Editor's note: The Marine Recreational Fisheries Statistics Survey or MRFSS is a survey by the government that attempts to determine the number of fish that saltwater anglers catch. Anglers might remember being approached at the dock and being asked by a government worker to take a survey about the anglers' catch that day, and those workers are from MRFSS.
The government sometimes uses the data from the surveys to help determine bag limits for anglers. The MRFSS web site says: "The purpose of the Marine Recreational Fishery Statistics Survey is to establish a reliable data base for estimating the impact of marine recreational fishing on marine resources."
But many in the recreational fishing industry and in recreational fishing conservation have criticized the survey as highly inaccurate. For example, MRFSS data said that less than 200 weakfish were caught in the entire state of New York during a recent year. Some individual anglers surely caught that many within days or less by themselves. And those data are helping to determine the weakfish bag limit?
The government seems to have agreed that MRFSS should be improved, because the recently reauthorized Magnuson-Stevens Act requires the National Oceanic Atmospheric Administration (NOAA) to overhaul its methods for collecting recreational fishing data. NOAA has begun the overhaul, and the below article announces that NOAA has formed a committee to lead the effort.
From the NOAA Fisheries Service:
A committee of fisheries managers and scientists from Fisheries, the interstate marine fisheries commissions, and the regional fishery management councils has been established to lead an upgrade of NOAA's recreational fishing statistics program. The structure and charge of the group, known as the Executive Steering Committee, was outlined in the Development Plan released publicly last month. Within the next several weeks, the Committee will review the effort's proposed governance structure, establish an operations team and develop a list of possible members, and begin setting milestones and timelines for issue specific work groups. The recently reauthorized Magnuson-Stevens Act gave NOAA Fisheries until January 2009 to implement an improved recreational data program.

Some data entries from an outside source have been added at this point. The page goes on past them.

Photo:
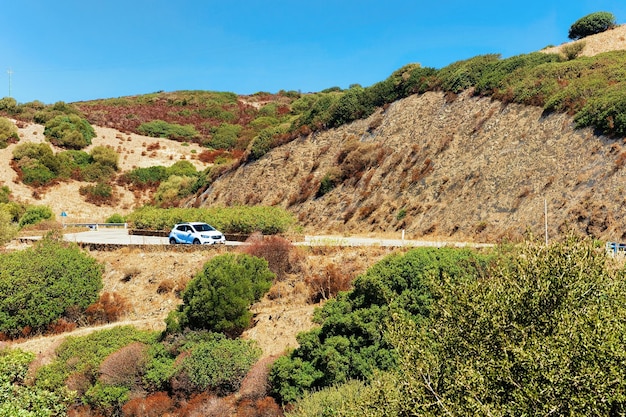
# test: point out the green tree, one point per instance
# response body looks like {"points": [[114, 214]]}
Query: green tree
{"points": [[38, 284], [350, 342], [220, 296], [543, 335], [591, 24]]}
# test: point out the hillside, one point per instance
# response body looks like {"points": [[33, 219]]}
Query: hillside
{"points": [[467, 169]]}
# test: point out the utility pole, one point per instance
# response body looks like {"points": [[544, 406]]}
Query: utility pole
{"points": [[545, 216], [10, 72]]}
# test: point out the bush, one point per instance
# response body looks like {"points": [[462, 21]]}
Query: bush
{"points": [[92, 350], [591, 24], [39, 284], [144, 177], [35, 214], [98, 194], [538, 337], [277, 251], [163, 129], [350, 343], [220, 365], [8, 230], [69, 131], [18, 399], [8, 133], [573, 50], [225, 136], [171, 191], [105, 156], [219, 297], [182, 168]]}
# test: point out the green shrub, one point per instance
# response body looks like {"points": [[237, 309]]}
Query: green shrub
{"points": [[99, 193], [150, 176], [69, 131], [92, 350], [18, 399], [31, 150], [5, 193], [350, 344], [172, 190], [8, 229], [38, 285], [97, 172], [573, 50], [591, 24], [538, 337], [220, 365], [8, 132], [462, 75], [35, 214], [182, 168], [163, 129], [220, 296]]}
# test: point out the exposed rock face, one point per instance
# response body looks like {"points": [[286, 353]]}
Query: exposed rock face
{"points": [[451, 168]]}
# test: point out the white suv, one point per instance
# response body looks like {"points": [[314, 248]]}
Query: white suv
{"points": [[196, 233]]}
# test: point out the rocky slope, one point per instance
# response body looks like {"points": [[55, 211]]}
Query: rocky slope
{"points": [[446, 167]]}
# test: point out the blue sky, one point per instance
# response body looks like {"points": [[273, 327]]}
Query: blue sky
{"points": [[76, 50]]}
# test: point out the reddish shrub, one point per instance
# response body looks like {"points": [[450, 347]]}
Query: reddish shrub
{"points": [[124, 366], [61, 325], [154, 405], [109, 308], [255, 384], [205, 404], [277, 251]]}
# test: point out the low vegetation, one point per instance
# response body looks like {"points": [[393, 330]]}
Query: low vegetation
{"points": [[591, 24], [219, 297], [40, 284], [529, 335]]}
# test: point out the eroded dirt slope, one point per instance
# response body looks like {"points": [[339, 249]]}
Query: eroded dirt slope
{"points": [[464, 169]]}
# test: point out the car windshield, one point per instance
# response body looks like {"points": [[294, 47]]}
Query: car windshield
{"points": [[203, 227]]}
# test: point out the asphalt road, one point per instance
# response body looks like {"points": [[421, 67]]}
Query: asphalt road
{"points": [[119, 236]]}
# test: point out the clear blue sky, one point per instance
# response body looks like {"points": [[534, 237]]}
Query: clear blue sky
{"points": [[75, 50]]}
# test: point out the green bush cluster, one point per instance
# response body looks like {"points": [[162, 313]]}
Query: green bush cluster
{"points": [[219, 297], [20, 399], [591, 24], [34, 214], [350, 342], [540, 334], [109, 366], [154, 175], [38, 285], [239, 219], [38, 165], [69, 131], [163, 129]]}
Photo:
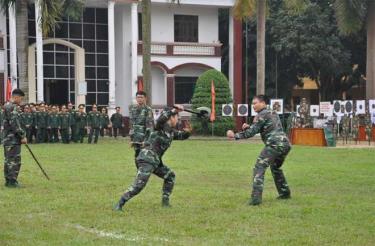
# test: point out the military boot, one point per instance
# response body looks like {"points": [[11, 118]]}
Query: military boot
{"points": [[254, 201], [165, 201]]}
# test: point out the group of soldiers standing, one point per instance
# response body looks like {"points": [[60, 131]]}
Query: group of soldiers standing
{"points": [[44, 123]]}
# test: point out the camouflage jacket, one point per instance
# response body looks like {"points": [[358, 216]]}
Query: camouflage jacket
{"points": [[268, 124], [93, 119], [104, 120], [158, 142], [53, 120], [41, 119], [13, 133], [27, 120], [116, 120], [81, 120], [141, 123], [65, 120]]}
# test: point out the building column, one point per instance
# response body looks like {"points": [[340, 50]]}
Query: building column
{"points": [[111, 57], [39, 53], [170, 89], [237, 68], [12, 45], [134, 51]]}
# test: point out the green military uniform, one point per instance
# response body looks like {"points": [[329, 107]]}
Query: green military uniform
{"points": [[268, 124], [27, 121], [141, 125], [1, 124], [13, 133], [93, 121], [117, 124], [64, 126], [53, 122], [150, 161], [73, 126], [81, 125], [104, 122], [368, 126], [41, 126]]}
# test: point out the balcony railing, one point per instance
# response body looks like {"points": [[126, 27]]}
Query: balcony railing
{"points": [[183, 49]]}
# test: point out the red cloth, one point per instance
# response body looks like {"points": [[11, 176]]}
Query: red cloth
{"points": [[140, 85], [213, 99]]}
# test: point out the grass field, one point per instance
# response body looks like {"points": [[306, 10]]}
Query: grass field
{"points": [[333, 198]]}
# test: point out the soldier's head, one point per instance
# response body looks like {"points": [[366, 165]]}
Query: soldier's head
{"points": [[70, 105], [81, 108], [259, 102], [94, 108], [141, 97], [17, 96]]}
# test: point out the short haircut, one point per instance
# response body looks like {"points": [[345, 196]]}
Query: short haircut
{"points": [[261, 98], [18, 92], [140, 93]]}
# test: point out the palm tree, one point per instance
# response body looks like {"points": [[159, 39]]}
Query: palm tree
{"points": [[146, 36], [352, 16], [52, 12], [244, 9]]}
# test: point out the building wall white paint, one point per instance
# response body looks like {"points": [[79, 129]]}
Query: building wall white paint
{"points": [[159, 90], [123, 59], [162, 25]]}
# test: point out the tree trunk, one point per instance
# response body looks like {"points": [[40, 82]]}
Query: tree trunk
{"points": [[370, 65], [261, 43], [22, 45], [146, 33]]}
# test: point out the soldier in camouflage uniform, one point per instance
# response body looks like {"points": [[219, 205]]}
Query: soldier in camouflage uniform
{"points": [[141, 122], [277, 147], [81, 123], [104, 121], [53, 122], [150, 161], [368, 126], [72, 115], [117, 124], [41, 124], [14, 136], [93, 121], [27, 122], [65, 124]]}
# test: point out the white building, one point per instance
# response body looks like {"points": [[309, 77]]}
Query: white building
{"points": [[103, 51]]}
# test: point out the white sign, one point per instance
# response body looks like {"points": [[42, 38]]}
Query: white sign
{"points": [[314, 110], [242, 110], [277, 105], [326, 108], [82, 88], [371, 106], [360, 107], [227, 109]]}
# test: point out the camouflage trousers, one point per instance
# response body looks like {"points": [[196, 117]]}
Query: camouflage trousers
{"points": [[145, 170], [12, 162], [270, 157]]}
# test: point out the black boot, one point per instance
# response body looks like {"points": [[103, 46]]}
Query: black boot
{"points": [[165, 202]]}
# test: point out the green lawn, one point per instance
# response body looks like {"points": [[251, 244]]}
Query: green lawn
{"points": [[333, 198]]}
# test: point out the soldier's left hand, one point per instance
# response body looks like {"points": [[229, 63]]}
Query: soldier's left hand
{"points": [[230, 134]]}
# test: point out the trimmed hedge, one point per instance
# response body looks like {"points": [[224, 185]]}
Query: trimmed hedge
{"points": [[202, 97]]}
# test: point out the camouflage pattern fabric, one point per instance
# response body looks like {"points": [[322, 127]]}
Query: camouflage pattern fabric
{"points": [[13, 133], [277, 147], [150, 161]]}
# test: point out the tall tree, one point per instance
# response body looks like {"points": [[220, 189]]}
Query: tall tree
{"points": [[352, 16], [146, 36]]}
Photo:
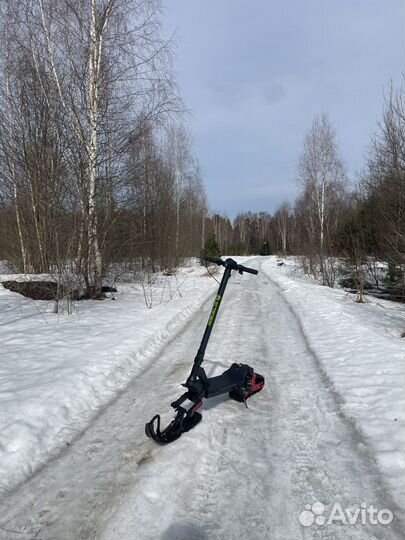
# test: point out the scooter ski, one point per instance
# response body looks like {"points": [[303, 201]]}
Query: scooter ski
{"points": [[240, 381]]}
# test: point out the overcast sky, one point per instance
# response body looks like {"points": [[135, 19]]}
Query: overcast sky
{"points": [[255, 72]]}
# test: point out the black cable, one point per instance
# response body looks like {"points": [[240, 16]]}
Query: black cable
{"points": [[212, 275]]}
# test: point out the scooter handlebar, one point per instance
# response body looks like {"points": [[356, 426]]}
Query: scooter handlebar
{"points": [[230, 263], [248, 270], [215, 260]]}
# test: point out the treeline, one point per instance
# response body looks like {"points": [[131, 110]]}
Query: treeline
{"points": [[95, 161], [360, 221]]}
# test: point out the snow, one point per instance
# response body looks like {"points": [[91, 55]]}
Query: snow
{"points": [[361, 353], [58, 371], [327, 428]]}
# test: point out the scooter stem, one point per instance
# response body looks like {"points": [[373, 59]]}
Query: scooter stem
{"points": [[199, 358]]}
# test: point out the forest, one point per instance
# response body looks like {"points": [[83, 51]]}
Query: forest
{"points": [[97, 165]]}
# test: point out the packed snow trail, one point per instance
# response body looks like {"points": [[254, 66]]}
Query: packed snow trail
{"points": [[240, 474]]}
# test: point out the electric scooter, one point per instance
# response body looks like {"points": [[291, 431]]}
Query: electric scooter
{"points": [[240, 381]]}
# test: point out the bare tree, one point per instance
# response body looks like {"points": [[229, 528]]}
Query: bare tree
{"points": [[323, 178]]}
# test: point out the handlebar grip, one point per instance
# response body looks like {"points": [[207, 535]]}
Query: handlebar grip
{"points": [[215, 260], [248, 270]]}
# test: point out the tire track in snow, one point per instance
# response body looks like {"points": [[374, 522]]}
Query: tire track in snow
{"points": [[249, 474]]}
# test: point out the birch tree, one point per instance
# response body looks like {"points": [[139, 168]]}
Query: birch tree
{"points": [[322, 176]]}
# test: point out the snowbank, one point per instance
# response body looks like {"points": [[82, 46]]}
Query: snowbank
{"points": [[361, 352], [58, 371]]}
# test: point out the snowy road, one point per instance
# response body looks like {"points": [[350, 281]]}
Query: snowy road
{"points": [[241, 474]]}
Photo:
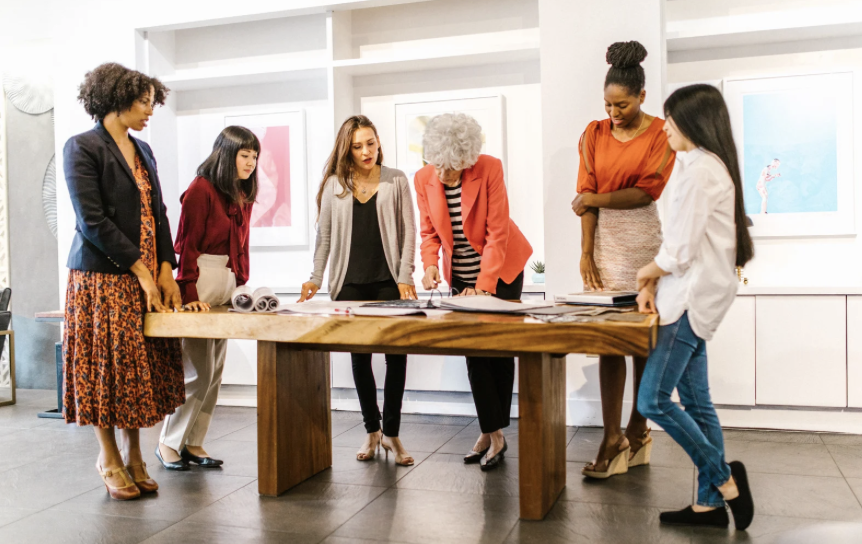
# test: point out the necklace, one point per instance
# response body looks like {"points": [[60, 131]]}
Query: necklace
{"points": [[361, 185]]}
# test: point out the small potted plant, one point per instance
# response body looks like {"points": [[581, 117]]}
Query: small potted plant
{"points": [[538, 271]]}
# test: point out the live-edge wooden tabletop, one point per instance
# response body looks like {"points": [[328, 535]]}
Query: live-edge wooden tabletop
{"points": [[456, 333]]}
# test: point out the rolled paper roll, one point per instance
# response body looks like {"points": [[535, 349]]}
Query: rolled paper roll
{"points": [[242, 299], [264, 300]]}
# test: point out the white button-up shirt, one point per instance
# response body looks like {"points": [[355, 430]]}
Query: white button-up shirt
{"points": [[699, 248]]}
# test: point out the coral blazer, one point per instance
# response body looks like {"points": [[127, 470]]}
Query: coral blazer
{"points": [[487, 226]]}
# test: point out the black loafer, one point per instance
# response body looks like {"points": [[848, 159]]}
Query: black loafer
{"points": [[475, 456], [687, 516], [176, 465], [743, 505], [490, 464], [205, 462]]}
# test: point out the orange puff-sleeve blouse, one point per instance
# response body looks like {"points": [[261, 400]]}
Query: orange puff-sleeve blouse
{"points": [[609, 165]]}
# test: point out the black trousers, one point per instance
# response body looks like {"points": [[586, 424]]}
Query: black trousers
{"points": [[363, 377], [492, 379]]}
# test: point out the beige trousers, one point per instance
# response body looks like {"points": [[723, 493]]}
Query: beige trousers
{"points": [[203, 362]]}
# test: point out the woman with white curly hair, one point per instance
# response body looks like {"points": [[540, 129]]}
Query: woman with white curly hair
{"points": [[464, 210]]}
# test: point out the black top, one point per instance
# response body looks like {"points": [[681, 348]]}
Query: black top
{"points": [[367, 262], [107, 204], [466, 263]]}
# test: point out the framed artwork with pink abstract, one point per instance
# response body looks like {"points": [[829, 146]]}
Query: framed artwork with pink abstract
{"points": [[280, 214]]}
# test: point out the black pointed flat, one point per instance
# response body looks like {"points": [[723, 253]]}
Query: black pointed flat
{"points": [[687, 516], [490, 464], [475, 456], [176, 465], [742, 506], [205, 462]]}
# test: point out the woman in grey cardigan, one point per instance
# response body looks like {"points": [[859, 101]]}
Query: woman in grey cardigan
{"points": [[366, 229]]}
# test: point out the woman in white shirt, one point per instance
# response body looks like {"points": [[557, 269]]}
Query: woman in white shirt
{"points": [[705, 236]]}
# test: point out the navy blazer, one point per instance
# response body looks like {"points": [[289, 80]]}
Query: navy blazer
{"points": [[107, 204]]}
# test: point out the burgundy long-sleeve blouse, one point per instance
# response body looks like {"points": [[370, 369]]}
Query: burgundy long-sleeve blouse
{"points": [[210, 224]]}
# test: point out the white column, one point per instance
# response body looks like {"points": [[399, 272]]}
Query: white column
{"points": [[574, 38]]}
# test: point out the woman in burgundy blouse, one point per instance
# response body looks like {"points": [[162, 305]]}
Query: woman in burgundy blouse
{"points": [[212, 242]]}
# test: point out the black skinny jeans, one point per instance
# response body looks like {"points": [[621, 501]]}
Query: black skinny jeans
{"points": [[363, 377], [492, 379]]}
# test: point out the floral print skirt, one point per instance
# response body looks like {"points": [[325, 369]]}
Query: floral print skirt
{"points": [[113, 375]]}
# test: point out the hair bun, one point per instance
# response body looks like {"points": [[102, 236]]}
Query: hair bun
{"points": [[626, 54]]}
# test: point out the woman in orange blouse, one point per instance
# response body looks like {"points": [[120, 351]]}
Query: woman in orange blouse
{"points": [[625, 164]]}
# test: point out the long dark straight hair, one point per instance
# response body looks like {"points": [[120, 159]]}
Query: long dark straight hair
{"points": [[340, 163], [220, 167], [700, 114]]}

Members of the executive Steering Committee include: John Boreman (NOAA Fisheries – Office of Science and Technology), Randy Fisher (Pacific States Marine Fisheries Commission), Bob Fletcher (NOAA's Marine Fisheries Advisory Committee and a recreational fisherman), Doug Mecum (NOAA Fisheries – Alaska Regional Office), Vince O'Shea (Atlantic States Marine Fisheries Commission), Kitty Simonds (Western Pacific Fishery Management Council), Larry Simpson (Gulf States Marine Fisheries Commission), and Nancy Thompson (NOAA Fisheries – Northeast Fisheries Science Center). Tom Gleason (NOAA Fisheries – Management and Budget) will serve as an ex offico member. An additional member may be added to represent the Caribbean region.